2. Host discovery – extract MAC addresses, IP addresses, hostnames (if any).
3. Top talkers – rank source→destination pairs by packet count.
4. Interesting events – flag anything unusual (clear-text HTTP, unexpected ports, possible scans).

Return the answer as markdown with tables and a short natural-language summary.

5.2 Running the Model

opencode run \
  --model educloud.Qwen3-Coder-480B-A35B-Instruct \
  --prompt-file prompt.txt \
  --data-files raw.hex first20.txt top-talkers.txt

OpenCode streamed the model’s response back to me in the same terminal window. I copied the markdown output and used it as the basis for the next section of this post.

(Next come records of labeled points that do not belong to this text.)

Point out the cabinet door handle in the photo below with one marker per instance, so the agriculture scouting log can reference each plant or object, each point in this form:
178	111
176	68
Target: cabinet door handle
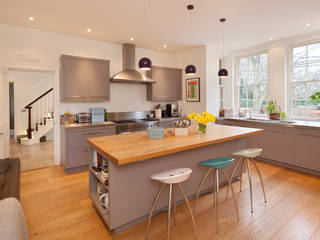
276	131
309	135
91	133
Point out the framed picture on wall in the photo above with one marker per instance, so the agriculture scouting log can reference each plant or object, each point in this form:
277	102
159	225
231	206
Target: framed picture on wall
193	90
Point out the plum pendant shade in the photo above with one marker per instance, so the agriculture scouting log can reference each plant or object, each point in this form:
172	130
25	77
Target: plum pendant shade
190	70
145	64
223	73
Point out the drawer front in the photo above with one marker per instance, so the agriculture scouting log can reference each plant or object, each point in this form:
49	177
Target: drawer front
78	157
79	138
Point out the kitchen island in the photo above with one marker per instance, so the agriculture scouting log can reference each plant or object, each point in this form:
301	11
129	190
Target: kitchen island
133	158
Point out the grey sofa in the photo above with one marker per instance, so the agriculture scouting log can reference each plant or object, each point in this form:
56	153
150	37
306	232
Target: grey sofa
10	178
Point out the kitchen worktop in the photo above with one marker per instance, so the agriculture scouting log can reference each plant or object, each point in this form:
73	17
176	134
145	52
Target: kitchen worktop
290	123
86	125
134	147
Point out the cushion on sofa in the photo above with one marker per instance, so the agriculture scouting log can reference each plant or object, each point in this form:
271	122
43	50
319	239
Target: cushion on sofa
11	185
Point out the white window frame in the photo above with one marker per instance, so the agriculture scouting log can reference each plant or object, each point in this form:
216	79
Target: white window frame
290	48
236	93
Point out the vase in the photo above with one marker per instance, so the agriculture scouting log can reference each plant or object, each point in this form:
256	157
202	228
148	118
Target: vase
202	128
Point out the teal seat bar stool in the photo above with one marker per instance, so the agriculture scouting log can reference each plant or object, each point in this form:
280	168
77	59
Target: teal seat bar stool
214	165
244	157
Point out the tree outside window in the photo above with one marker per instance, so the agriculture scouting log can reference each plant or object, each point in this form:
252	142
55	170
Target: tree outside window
305	81
252	83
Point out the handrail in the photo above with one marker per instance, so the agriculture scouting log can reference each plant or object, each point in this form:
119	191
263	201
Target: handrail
38	98
29	130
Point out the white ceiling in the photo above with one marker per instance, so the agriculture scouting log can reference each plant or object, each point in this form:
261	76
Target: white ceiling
249	22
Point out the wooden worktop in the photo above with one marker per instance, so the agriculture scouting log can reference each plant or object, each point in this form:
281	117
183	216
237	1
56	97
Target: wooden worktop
134	147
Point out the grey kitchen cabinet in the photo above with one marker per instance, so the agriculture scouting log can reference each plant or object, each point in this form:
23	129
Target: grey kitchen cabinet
277	144
75	152
168	85
307	148
84	79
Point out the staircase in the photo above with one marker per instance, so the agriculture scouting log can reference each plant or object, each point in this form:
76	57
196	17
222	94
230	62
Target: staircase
41	123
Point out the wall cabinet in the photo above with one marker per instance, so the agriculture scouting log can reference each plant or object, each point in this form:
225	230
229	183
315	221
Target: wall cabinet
75	152
84	79
168	86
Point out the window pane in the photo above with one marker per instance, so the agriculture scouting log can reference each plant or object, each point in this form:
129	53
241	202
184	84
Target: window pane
253	75
299	73
314	52
299	55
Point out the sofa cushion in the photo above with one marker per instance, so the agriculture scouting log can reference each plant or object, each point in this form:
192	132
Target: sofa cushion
4	165
11	185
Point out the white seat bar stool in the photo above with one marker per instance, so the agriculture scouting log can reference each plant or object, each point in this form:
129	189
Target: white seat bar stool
244	157
171	178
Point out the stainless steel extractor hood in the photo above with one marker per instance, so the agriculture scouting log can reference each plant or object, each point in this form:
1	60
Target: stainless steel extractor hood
129	74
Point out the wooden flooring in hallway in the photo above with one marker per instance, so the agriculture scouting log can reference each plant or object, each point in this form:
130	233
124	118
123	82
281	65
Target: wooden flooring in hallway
57	206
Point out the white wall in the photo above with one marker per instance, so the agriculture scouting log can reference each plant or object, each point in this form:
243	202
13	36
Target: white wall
27	87
4	114
277	66
197	57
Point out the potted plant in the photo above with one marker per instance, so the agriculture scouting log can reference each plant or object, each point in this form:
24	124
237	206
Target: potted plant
273	109
202	120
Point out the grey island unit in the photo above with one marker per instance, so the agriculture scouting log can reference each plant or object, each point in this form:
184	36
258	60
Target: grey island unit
132	158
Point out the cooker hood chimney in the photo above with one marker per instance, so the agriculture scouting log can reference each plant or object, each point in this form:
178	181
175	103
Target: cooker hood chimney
129	74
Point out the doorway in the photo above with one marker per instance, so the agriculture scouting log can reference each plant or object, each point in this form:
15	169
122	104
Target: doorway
31	108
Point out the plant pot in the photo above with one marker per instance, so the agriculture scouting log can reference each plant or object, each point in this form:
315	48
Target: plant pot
274	116
202	128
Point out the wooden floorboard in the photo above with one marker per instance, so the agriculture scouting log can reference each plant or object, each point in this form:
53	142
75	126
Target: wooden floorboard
57	206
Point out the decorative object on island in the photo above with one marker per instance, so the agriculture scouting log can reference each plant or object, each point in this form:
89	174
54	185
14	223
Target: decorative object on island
202	120
190	69
155	132
273	109
181	127
223	73
193	90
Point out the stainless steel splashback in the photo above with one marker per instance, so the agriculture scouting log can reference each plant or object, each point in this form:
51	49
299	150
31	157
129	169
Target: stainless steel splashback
120	116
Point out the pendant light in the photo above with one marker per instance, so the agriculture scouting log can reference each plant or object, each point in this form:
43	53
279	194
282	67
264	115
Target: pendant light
145	63
190	69
223	73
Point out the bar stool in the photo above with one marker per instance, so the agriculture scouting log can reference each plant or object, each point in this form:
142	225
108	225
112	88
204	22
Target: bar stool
215	165
245	156
172	178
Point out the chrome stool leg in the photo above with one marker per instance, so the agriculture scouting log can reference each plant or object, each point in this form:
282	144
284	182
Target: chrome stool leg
152	209
233	195
169	211
261	181
232	173
250	182
200	187
241	172
217	197
191	213
174	204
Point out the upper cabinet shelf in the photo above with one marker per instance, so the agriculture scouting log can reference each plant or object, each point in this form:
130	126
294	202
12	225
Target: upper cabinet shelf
84	79
168	86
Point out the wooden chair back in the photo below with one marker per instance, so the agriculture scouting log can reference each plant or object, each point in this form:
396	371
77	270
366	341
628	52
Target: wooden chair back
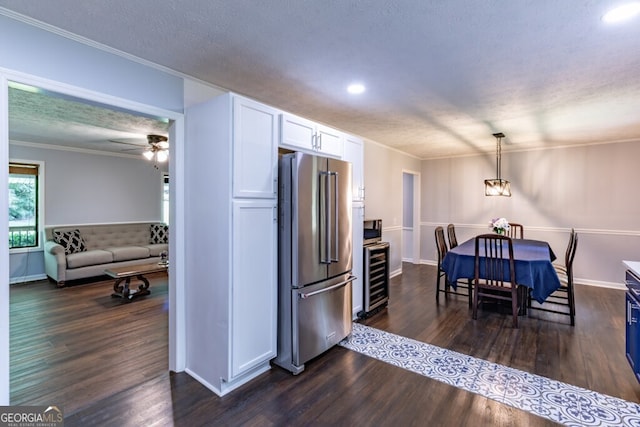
494	272
516	231
451	232
441	244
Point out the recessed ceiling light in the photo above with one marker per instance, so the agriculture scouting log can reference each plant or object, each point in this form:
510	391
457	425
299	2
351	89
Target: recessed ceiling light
622	13
24	87
356	88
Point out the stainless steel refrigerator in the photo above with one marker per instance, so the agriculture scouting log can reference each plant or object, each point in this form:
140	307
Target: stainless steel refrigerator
315	257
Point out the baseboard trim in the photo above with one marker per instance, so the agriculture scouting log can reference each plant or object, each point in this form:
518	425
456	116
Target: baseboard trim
395	273
25	279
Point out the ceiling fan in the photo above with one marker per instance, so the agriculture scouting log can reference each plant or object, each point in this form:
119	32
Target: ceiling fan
157	148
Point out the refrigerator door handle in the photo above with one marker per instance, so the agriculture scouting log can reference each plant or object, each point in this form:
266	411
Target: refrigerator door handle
336	225
330	288
325	220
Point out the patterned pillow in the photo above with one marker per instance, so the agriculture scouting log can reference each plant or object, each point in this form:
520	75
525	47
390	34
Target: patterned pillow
159	234
71	241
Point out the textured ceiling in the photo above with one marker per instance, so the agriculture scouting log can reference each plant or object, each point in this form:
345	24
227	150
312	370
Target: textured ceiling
49	118
442	76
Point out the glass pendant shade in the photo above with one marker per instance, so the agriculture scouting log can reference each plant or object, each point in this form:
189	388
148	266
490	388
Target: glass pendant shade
497	186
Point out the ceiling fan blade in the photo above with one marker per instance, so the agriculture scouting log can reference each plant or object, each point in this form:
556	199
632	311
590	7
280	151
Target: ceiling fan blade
128	143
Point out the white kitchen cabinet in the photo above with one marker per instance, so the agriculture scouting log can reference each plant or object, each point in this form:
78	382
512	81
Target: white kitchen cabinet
354	153
357	287
231	240
254	295
300	134
255	149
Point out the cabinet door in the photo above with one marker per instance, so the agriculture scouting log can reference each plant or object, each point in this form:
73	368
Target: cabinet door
329	141
254	285
255	149
357	285
297	132
354	153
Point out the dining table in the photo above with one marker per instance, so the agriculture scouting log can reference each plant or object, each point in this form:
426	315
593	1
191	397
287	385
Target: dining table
532	262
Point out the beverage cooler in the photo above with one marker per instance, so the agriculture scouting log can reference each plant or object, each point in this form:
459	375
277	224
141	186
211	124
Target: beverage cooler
632	299
376	269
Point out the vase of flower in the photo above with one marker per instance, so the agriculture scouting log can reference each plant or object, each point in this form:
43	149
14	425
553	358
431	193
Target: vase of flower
499	226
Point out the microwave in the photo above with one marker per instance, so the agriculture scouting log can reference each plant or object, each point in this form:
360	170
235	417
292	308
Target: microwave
372	231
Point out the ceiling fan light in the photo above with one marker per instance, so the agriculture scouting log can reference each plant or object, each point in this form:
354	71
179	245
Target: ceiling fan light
162	156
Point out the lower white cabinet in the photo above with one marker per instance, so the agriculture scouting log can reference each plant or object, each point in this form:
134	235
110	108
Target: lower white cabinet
231	241
254	285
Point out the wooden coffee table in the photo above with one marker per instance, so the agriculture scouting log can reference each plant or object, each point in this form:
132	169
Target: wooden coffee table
126	273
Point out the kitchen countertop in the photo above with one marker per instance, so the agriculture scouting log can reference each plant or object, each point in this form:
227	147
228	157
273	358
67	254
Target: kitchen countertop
634	266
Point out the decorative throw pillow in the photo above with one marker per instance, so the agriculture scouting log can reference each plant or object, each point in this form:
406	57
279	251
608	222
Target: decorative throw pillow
71	241
159	234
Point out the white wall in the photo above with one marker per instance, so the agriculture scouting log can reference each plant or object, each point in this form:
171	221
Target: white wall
591	188
383	177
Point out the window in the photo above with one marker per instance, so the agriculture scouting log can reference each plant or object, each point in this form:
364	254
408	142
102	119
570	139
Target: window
165	199
24	205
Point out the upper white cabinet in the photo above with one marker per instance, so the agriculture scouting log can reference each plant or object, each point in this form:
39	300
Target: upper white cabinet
304	135
354	153
255	149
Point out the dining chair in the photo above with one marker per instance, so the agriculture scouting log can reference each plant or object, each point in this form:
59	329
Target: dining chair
446	287
563	296
451	232
494	272
516	231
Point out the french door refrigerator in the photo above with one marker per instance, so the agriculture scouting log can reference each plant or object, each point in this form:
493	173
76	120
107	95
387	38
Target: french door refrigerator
314	257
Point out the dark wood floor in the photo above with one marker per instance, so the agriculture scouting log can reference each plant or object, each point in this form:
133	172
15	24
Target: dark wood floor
105	362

6. What the Model Told Me (My Merged Results)

6.1 Protocol Breakdown

Protocol Packets % of total
TCP (SSH, port 22) 1 914 95.7 %
ICMPv6 (Neighbor Discovery) 42 2.1 %
TLS/HTTPS (port 443) 18 0.9 %
Other / Unidentified 26 1.3 %

6.2 Top Talkers

Rank Source → Destination Packets
1 192.0.2.10:22198.51.100.20:60530 1 027
2 198.51.100.20:60530192.0.2.10:22 887
3 fe80::aabb:ccdd:eeff2001:db8::1 (ICMPv6) 31
4 203.0.113.5:443192.0.2.10:46158 (TLS) 4
5 2001:db8::2:4432001:db8::3:35712 (TLS) 4

6.3 Host & Service Summary

Host MAC / IP Observed Services
My laptop 00:11:22:33:44:55 / 192.0.2.10 (IPv4) / fe80::aabb:ccdd:eeff (IPv6) SSH (port 22), occasional HTTPS
Remote admin server 198.51.100.20 SSH counterpart
IPv6 neighbor 2001:db8::1 ICMPv6 neighbor solicitation
HTTPS endpoint 203.0.113.5 TLS/SSL (port 443)

7. Final Thoughts

  • The hex-dump-only route is perfect for teaching, quick demos, or when I only need a handful of packets.
  • The OpenCode TUI lets me capture a realistic amount of traffic, run shell commands, and keep everything inside a single terminal session—great for automation or when I’m working on a headless server.
  • By combining both methods I now have a flexible toolbox that scales from a few lines of Wireshark output to multi-megabyte pcap files, all while staying in full control of the data and the AI’s reasoning.